According to OCHA, more than 27,000 people have fled the areas with heightened tension, to seek refuge mostly with host families and in displacement sites.
“Urgent access to the displaced population is needed, so I call on all parties to respect international humanitarian law… Displaced people are reported to be in a state of shock and extreme fear. Many have been displaced repeatedly. Central to the work of any aid agency is that their national and international staff members are free to move, unimpeded, to reach civilians in need,” Mr.

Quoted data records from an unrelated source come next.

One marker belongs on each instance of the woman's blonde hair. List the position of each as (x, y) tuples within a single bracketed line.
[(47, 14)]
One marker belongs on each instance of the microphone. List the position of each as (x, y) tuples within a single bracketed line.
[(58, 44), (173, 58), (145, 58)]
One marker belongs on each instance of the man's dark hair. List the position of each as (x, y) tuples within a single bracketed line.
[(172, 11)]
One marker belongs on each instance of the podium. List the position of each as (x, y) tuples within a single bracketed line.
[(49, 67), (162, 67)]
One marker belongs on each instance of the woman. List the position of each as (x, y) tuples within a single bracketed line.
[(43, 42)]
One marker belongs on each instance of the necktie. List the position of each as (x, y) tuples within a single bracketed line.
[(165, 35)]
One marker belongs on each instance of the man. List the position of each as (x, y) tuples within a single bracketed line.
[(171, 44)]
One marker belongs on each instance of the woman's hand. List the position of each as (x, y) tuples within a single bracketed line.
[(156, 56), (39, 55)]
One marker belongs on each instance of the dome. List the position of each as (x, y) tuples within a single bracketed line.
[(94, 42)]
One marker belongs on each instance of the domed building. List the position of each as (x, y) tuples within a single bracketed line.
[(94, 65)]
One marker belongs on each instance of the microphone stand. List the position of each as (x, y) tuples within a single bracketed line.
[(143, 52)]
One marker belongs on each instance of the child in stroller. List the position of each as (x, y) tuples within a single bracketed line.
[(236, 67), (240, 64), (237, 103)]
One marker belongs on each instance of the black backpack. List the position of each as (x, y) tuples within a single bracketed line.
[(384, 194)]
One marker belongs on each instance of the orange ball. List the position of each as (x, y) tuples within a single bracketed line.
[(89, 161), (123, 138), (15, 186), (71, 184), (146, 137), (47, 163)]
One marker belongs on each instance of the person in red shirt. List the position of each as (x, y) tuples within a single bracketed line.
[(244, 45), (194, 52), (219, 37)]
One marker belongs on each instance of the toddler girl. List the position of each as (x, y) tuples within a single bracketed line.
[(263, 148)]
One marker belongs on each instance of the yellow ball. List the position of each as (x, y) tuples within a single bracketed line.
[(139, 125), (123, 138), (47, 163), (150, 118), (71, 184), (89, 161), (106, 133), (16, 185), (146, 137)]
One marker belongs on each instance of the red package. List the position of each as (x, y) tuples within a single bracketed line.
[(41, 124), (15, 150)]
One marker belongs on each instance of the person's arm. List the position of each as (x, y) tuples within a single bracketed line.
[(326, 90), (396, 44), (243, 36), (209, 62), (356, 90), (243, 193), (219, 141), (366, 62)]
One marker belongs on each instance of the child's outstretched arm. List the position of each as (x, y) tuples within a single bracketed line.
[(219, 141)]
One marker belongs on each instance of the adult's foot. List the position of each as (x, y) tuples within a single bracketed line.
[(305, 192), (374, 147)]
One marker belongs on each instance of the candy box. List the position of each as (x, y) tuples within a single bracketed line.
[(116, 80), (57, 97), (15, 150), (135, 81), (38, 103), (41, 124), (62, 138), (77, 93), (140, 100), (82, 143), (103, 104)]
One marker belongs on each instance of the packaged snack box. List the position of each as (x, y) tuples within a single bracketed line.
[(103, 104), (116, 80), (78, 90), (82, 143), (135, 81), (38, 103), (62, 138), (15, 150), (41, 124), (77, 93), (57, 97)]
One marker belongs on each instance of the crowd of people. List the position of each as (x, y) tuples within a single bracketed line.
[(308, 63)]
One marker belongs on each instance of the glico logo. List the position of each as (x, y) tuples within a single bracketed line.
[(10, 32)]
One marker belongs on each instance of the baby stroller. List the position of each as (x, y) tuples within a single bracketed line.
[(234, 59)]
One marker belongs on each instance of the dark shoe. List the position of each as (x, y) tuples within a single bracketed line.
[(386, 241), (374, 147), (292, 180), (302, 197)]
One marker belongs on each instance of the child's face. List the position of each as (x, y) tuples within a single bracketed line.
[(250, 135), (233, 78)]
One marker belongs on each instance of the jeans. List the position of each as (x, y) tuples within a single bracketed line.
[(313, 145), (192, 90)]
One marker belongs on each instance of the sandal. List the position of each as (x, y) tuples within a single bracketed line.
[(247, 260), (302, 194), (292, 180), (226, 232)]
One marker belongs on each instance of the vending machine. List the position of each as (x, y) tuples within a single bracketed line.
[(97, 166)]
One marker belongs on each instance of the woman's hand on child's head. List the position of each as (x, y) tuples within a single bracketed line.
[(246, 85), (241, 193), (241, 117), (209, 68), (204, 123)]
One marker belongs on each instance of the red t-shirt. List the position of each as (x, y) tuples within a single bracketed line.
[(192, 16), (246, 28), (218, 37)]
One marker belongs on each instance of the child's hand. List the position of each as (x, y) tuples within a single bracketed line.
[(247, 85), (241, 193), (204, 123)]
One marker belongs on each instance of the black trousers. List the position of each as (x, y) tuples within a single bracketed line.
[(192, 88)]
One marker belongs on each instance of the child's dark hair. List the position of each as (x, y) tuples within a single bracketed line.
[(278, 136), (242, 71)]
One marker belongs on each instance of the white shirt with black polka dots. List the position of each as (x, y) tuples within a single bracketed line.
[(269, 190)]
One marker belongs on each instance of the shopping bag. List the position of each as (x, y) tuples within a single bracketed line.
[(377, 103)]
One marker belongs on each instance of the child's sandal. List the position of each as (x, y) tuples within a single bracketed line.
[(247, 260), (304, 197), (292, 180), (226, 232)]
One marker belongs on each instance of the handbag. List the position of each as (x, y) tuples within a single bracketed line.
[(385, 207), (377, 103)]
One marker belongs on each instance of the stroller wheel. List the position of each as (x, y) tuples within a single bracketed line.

Agbénonci stated.
The UN High Commissioner for Refugees (UNHCR) said fighting and the numerous roadblocks have made an already difficult humanitarian situation worse, impeding the ability of the agency and its partners to gain access to thousands of internally displaced people and assess needs.
“All sides should urgently allow humanitarian organizations access to areas hosting the newly displaced,” said UNHCR spokesperson Leo Dobbs.
Yesterday, both Secretary-General Ban Ki-moon and the Security Council called for an immediate end to the sudden eruption of violence in CAR and urged the country’s leaders and partners in the sub-region to work closely with the UN to prevent the violence from derailing the political process.
A high-level meeting on CAR is expected to take place on Thursday in New York on the side lines of the Assembly’s annual general debate.